Die Parteien haben daher eine vertragliche Vereinbarung über den Leistungstermin
getroffen und die Leistungszeit auf einen kalendermäßig fixierten Termin nämlich
die Vornahme der Leistungshandlung unmittelbar nach Vertragsschluß- festgelegt. Bei
dieser Fälligkeitsvereinbarung kann aus diesem Grunde von einer kalendermäßig
bestimmten Zeit i. S. d. § 284 II BGB ausgegangen werden, so daß
aufgrund dieses gesetzlichen Ausnahmetatbestandes die Mahnung entbehrlich ist. Eine zusätzliche Leistungsaufforderung bei einer Selbstmahnung
des Schuldners ist nicht erforderlich. Der Verzugseintritt kann mit einer analogen
Anwendung des § 284 II BGB begründet werden. Durch die bloße Ankündigung der
Leistung durch den Schuldner bringt dieser nämlich zum Ausdruck, daß er zu diesem
bestimmten Termin leisten werde und ihm der Eintritt der Leistungszeit bewußt sei.
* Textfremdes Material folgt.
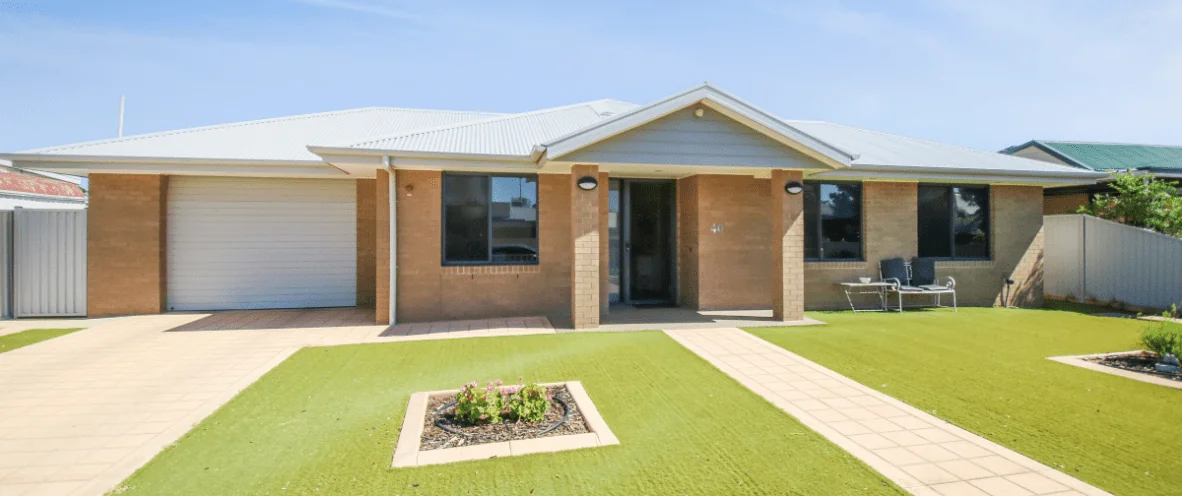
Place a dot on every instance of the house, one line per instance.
(38, 190)
(699, 200)
(1164, 162)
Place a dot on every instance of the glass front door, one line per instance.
(641, 229)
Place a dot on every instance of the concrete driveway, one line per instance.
(80, 412)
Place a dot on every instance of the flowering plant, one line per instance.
(527, 403)
(494, 403)
(480, 405)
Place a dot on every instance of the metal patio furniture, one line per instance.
(904, 281)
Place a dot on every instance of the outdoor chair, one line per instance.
(919, 278)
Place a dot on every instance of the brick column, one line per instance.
(125, 245)
(382, 247)
(585, 236)
(787, 248)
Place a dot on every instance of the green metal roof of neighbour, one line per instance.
(1110, 156)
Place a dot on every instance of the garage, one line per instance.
(248, 243)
Die
Vornahme eines Erfüllungsversuches fällt ebenfalls hierunter. Zusätzliche Anforderungen
sind für diesen Erfüllungsversuch nicht erforderlich. Eine Mahnung ist bei der zu späten Erfüllung einer weiteren
Verhaltenspflicht analog § 284 II BGB überflüssig. Für den Schuldner ist bei
diesen Verhaltenspflichten aus den Umständen unter Anwendung der im Verkehr
erforderlichen Sorgfalt ohne weiteres erkennbar, daß zu einem konkreten Termin die
Leistungszeit eingetreten ist. Diese Pflichten dienen dazu, die Rechtsgüter des
Gläubigers vor Schäden zu bewahren. Sobald eine objektive unmittelbare Gefährdung des
Gläubigers vorhanden ist, hat sich der Leistungszeitpunkt verdichtet und der Eintritt
dieses Zeitpunktes ist für den Schuldner aufgrund der sonst zu erwartenden Nachteile für
den Gläubiger ohne weiteres ersichtlich. Im Zweifel wird ein unmittelbar bevorstehender
Schadenseintritt an den Rechtsgütern des Gläubigers mit der Erfüllung der Hauptleistung
einhergehen, so daß der Eintritt der Leistungszeit in den meisten Fällen für die
weiteren Verhaltenspflichten mit dem Zeitpunkt der Erfüllungshandlung
korrespondiert. Rechtsprechung und Literatur fällt es schwer, sich bei diesen
Fallgruppen zu einem Verzugseintritt ohne Mahnung zu bekennen. Durch nicht verständliche
Begründungen, wie stillschweigender Verzicht auf das Erfordernis der Mahnung, die
Anwendung des Grundsatzes von Treu und Glauben oder anderer Rechtsinstitute wie die pFv,
wird die grundsätzliche Möglichkeit des Verzugseintritts ohne Mahnung
verschleiert. Die von der Rechtsprechung entwickelten Ausnahmetatbestände lassen
sich mit der Argumentation, daß die Aufgaben der Mahnung erfüllt seien, lösen. Ein
Rückgriff auf die Fiktion des stillschweigenden Verzichts wird damit überflüssig. In
allen Fällen, in denen ein Verzugseintritt ohne Mahnung in diesen eben erwähnten
Fallgruppen von der Rechtsprechung bejaht wurde, konnte der Leistungszeitpunkt auf einen
bestimmten Termin festgelegt werden und dem Schuldner war dieser Einritt aufgrund der
besonderen Umstände ohne Zweifel bekannt bzw. hätte bei Anwendung der im Verkehr
erforderlichen Sorgfalt bekannt sein müssen. Diese Argumentation wird in der
Rechtsprechung und Literatur nicht herangezogen. Dies stellt einen entscheidenden Mangel
der bisherigen Rechtsanwendung dar, da die Rechtslehre aus diesem Grunde jede weitere
Ausdehnung der Fallgruppen nur mit dem Grundsatz von Treu und Glauben oder dem
stillschweigenden Mahnungsverzicht begründen konnte. Die Mängel der bisherigen Rechtsanwendung hat die
Schuldrechtskommission richtig erkannt und in ihren Gesetzesvorschlag aufgenommen.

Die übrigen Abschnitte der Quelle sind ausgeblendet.